Mr Patel wants to turn India into a Hindu rashtra. His great hero is Bal Thackeray. Yet, he had an ace up his sleeve that moderate and even leftist detractors of Mr Modi could only dream of. He had the political clout to rock the Modi establishment. This is one ability that most middle-caste rural communities have usually claimed — Hindu Jats, Sikh Jats, Yadavs, Patils and so on. Infusing them with religious prejudice is a work in progress.

Indeed, Gujarat’s Patels had once backed the Congress but became bedfellows with the BJP after the Congress hitched its wagon to a combination of low-caste Hindus, dalits and Muslims. The Patel diaspora in the US has threatened protests when Mr Modi visits later this month. In the contest of two raging right-wing formations can the moderates experience a sense of relief?

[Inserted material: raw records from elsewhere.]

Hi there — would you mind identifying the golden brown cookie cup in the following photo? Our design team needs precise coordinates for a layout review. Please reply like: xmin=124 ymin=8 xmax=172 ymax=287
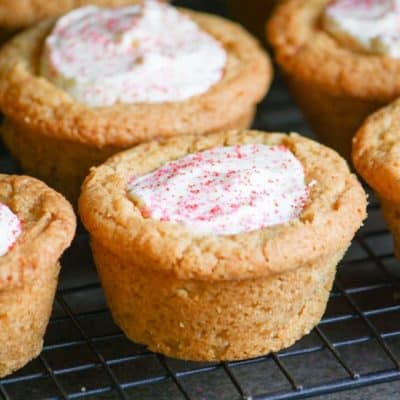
xmin=267 ymin=0 xmax=400 ymax=160
xmin=353 ymin=100 xmax=400 ymax=259
xmin=0 ymin=110 xmax=255 ymax=204
xmin=0 ymin=12 xmax=272 ymax=202
xmin=0 ymin=174 xmax=75 ymax=377
xmin=79 ymin=131 xmax=366 ymax=361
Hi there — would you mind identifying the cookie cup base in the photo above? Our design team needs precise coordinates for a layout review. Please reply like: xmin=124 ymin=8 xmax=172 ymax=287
xmin=91 ymin=239 xmax=345 ymax=361
xmin=0 ymin=264 xmax=60 ymax=378
xmin=0 ymin=107 xmax=255 ymax=206
xmin=286 ymin=76 xmax=384 ymax=164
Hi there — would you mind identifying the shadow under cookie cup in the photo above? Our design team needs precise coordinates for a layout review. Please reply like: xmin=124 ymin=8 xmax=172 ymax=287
xmin=0 ymin=11 xmax=272 ymax=203
xmin=352 ymin=100 xmax=400 ymax=259
xmin=0 ymin=175 xmax=76 ymax=377
xmin=266 ymin=0 xmax=400 ymax=162
xmin=79 ymin=131 xmax=366 ymax=361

The moderate Indians’ romance with Subhas Chandra Bose is older. The Communists ruled West Bengal for 30-plus years as allies of the Forward Bloc, which follows Bose’s socialist pretensions. In other words, no one was prepared to discuss his flirtations with Mussolini and Hitler. Bose was a product of the militant Hindu opposition to colonial rule. Even Maulana Azad fell for the harnessing of religion in politics from the Bengali militants. The ill-conceived Khilafat Movement was the maulana’s brainchild.

True there was a basic difference between Bose and the other admirers of Italian fascism, namely the RSS and the Hindu Mahasabha. Bose believed he could align with Britain’s detractors to liberate India (It is another matter that he also wanted to impose a 20-year-long spell of ruthless dictatorship in India after it became free.)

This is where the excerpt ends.